If you are one of the people who have waited patiently for government permission to resume physical contact with your loved ones, then I hope it goes well for you. The rest of us will be carrying on pretty much as we have since Covid community transmission shrunk and vaccination deployment grew, embracing whoever we please so long as the feeling is mutual.
Such a nuanced approach is seen as subversive or treacherous, said the sociologist Robert Dingwall in a Reaction podcast this week. Even more so, no doubt, as the Indian variant gives fresh succour to the panicked, most notably, Nicola Sturgeon, who has put the brakes on Glasgow for another week in a ‘here we go again’ moment on the eve of lockdown easing.

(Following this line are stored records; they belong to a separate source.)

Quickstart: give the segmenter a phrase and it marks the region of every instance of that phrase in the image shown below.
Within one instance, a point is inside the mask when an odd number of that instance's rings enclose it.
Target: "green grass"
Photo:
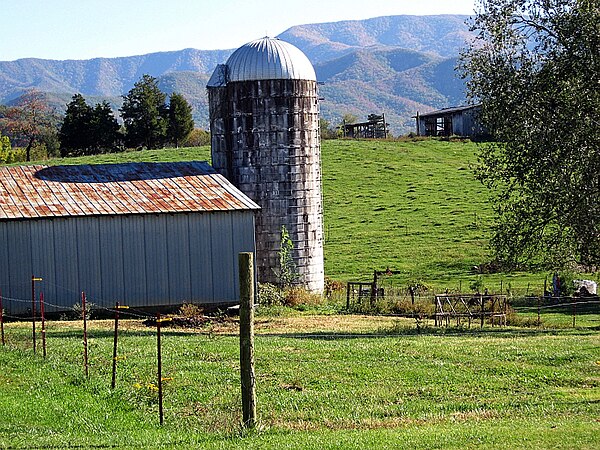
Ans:
[[[600,445],[600,338],[575,330],[434,330],[410,321],[264,316],[256,432],[240,430],[236,327],[165,330],[165,425],[155,336],[123,322],[110,389],[110,322],[27,324],[0,348],[0,448],[578,448]],[[80,324],[79,324],[80,326]],[[360,331],[357,331],[360,330]]]

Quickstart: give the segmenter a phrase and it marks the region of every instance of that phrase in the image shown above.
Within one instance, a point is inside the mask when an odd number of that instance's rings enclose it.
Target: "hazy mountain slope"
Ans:
[[[315,65],[324,97],[322,115],[337,124],[350,112],[360,119],[386,114],[394,134],[414,129],[417,110],[464,103],[464,83],[454,75],[456,55],[469,38],[465,16],[390,16],[299,25],[279,37],[299,47]],[[240,43],[240,45],[243,43]],[[108,100],[115,111],[143,74],[166,93],[183,94],[194,119],[208,127],[206,82],[232,50],[185,49],[91,60],[0,61],[0,103],[25,89],[48,93],[64,109],[75,93],[89,103]]]
[[[441,57],[458,54],[472,36],[468,16],[387,16],[292,27],[279,37],[301,48],[314,63],[375,46],[402,47]]]
[[[90,60],[19,59],[0,62],[0,102],[7,103],[24,89],[54,93],[119,96],[142,75],[191,71],[206,74],[227,60],[232,50],[194,50],[151,53]]]
[[[386,114],[394,134],[414,129],[417,111],[464,102],[464,82],[455,77],[456,58],[404,49],[359,50],[317,64],[321,113],[337,124],[345,113],[364,119]]]

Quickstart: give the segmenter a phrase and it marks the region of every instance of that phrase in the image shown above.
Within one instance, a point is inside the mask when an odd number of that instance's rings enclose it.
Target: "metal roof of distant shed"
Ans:
[[[0,167],[0,220],[259,209],[206,162]]]

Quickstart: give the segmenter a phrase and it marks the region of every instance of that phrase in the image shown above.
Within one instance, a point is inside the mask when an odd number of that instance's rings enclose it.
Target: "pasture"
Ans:
[[[280,311],[281,312],[281,311]],[[597,331],[434,329],[367,316],[259,311],[259,428],[240,428],[234,320],[163,331],[122,322],[110,389],[110,321],[50,322],[48,356],[29,324],[0,348],[1,448],[594,449],[600,444]]]
[[[539,293],[548,273],[479,274],[490,261],[492,209],[471,166],[471,142],[439,140],[322,142],[325,274],[370,281],[397,272],[392,286],[420,281],[431,289],[469,291],[480,282],[513,293]],[[208,160],[210,148],[131,151],[55,159],[46,164]],[[481,279],[480,279],[481,278]]]
[[[489,261],[492,225],[470,169],[475,151],[470,142],[324,141],[326,275],[371,281],[389,267],[385,287],[400,295],[409,282],[429,292],[469,292],[476,283],[539,293],[546,273],[475,269]],[[44,163],[209,159],[201,147]],[[46,358],[33,354],[31,324],[5,324],[0,448],[600,446],[597,309],[576,326],[566,307],[544,314],[540,326],[469,329],[340,314],[344,303],[334,296],[316,308],[259,308],[254,431],[240,427],[235,319],[164,330],[162,427],[155,330],[142,317],[121,322],[115,389],[110,320],[89,324],[89,377],[80,321],[48,322]],[[535,305],[520,308],[521,321],[535,322]]]

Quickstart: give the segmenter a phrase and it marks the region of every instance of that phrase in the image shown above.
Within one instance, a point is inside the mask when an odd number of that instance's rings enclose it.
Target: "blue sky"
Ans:
[[[472,14],[476,0],[0,0],[0,60],[236,48],[293,25]]]

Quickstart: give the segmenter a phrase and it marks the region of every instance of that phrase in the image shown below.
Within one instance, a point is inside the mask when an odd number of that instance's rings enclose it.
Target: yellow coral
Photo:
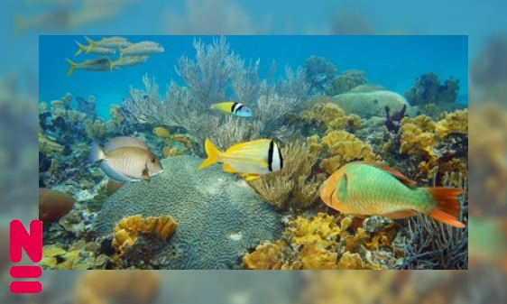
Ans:
[[[278,241],[275,244],[268,241],[263,244],[258,245],[254,252],[246,254],[243,258],[243,267],[248,270],[281,268],[281,263],[278,262],[278,253],[283,246],[285,244],[281,241]]]
[[[450,133],[468,134],[468,109],[446,113],[445,117],[435,124],[435,134],[443,140]]]
[[[320,168],[334,173],[339,167],[354,160],[374,161],[372,147],[345,131],[332,131],[322,138],[331,157],[322,161]]]
[[[132,247],[138,235],[155,234],[163,240],[172,236],[178,225],[171,216],[146,217],[140,215],[122,219],[114,230],[113,246],[116,251],[124,253]]]

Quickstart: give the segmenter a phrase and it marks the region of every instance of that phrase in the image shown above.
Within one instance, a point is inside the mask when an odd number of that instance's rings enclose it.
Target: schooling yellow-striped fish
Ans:
[[[226,101],[219,104],[211,105],[213,110],[222,111],[241,117],[252,116],[252,110],[244,104],[234,101]]]
[[[205,150],[207,158],[198,170],[222,162],[226,172],[239,173],[244,180],[252,180],[283,168],[281,151],[270,139],[236,143],[221,152],[207,138]]]
[[[344,214],[379,215],[389,218],[415,216],[419,211],[445,224],[463,228],[457,196],[450,188],[418,188],[396,170],[373,162],[351,162],[333,173],[320,188],[320,198]]]
[[[88,163],[100,162],[100,169],[115,181],[150,180],[163,171],[159,159],[146,143],[134,137],[113,138],[102,150],[96,141],[88,156]]]

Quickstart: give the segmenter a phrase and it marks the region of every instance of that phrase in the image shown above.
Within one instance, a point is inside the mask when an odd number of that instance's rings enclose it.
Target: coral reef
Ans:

As Britain opens up, or at least shakes off the most draconian of the coronavirus curbs, the impact of more than a year of controls is being laid bare. And what is most revealing is how divided we are, between those who seem terrified of going back to normal and those who can’t wait.
It is hard to tell how even the split is, but my anecdotal evidence suggests it’s about half and half, and not necessarily aligned by age, although hopefully the young are mainly in the latter camp.
And, again drawing unscientific conclusions, it would seem that the people who have been using their judgement (tweaking the rules) throughout are better prepared than those cowed by the mongering of doom. “This is going to be a shock to the system,” wrote one of my friends on her Facebook page above the government list of May 17 “can and cannots”. But outdoor gatherings of up to 30 people, allowed from Monday, won’t be a shock at all to the revellers I spotted on London’s South Bank last Saturday. On a balmy evening, with indoors still out of bounds, tables, steps, and bits of wall overflowed, from Borough Market to Waterloo Bridge. There was even some hugging going on.
A feature in a national newspaper offered etiquette tips on the post-lockdown social codes, when two households, or six people, can meet indoors (devolved administrations may differ in the details). Guests could get rid of their “pre-entry anxiety” by requesting individual bowls of crisps and dips – or by bringing their own cutlery, as Scots were advised to do at Christmas. Hosts, meanwhile, should space out seats at the dining table.
If furtive dinner parties are all that have kept you sane over the past weeks you may find the above advice bizarre, but it seems that many will need it. A recent survey found that 57 per of Scots want social distancing to stay even when the whole population has been vaccinated. This may be a dour Scot thing – more than 57 per cent of my Scottish family (on my husband’s side) were socially distanced pre-pandemic.
But across the UK, support for the various lockdowns has been overwhelming, and now that the end is near, 49 per cent believe it will be hard to adjust, compared to 42 per cent who think it will be easy, according to a YouGov poll.
If, like me, you’re one of the 42 per cent, the rest will strike you as mad – mad not to crave freedom, escape, holidays, hugs and pubs, and to fret so about crowds, socialising and Covid returning. For them, the more the government has restricted their movements, the more they have lapped it up. No cafes, no licensed premises serving alcohol, no theatres, no non-essential shops. It’s almost as if they didn’t relish going out in the first place and have welcomed the shutting down of the entire hospitality, culture and tourism sectors.
Dingwall calls this “the inherent puritanism of those who would like a more planned society,” and there’s a lot of it about. The puritans will find you – okay, us – bordering on delinquent, putting our own and their lives in danger. They have not been on holiday since 2019 – although Europe was accessible last summer – and will err on the side of caution again this year, despite those vaccinations. Never mind the damage to the economy and the jobs that will be lost as a result.
To us, dafter than the rules are those who don’t question them or make up their own more stringent ones, letting government diktats gain entry to their homes and their heads. Until now, the two worlds, the defeated and the defiant, have barely collided as one stayed home while the other pushed at the boundaries.
That is about to change when the lockdown lifts and the socially timid venture out again. We who relaxed when the R numbers dropped should give them space on the train and mingle more gingerly, while they acclimatise themselves.
Covid behaviour is no longer about the seriousness of the virus threat and it hasn’t been for some time, just as it wasn’t last summer when the curve flattened. Attitudes have been shaped by public health propaganda and for many, maybe the majority, only a new message will restore confidence.
The end of the lockdown is not the end of the pandemic, Boris Johnson said, but now that we know we can live with it, variants and all, it must be the end of the fear.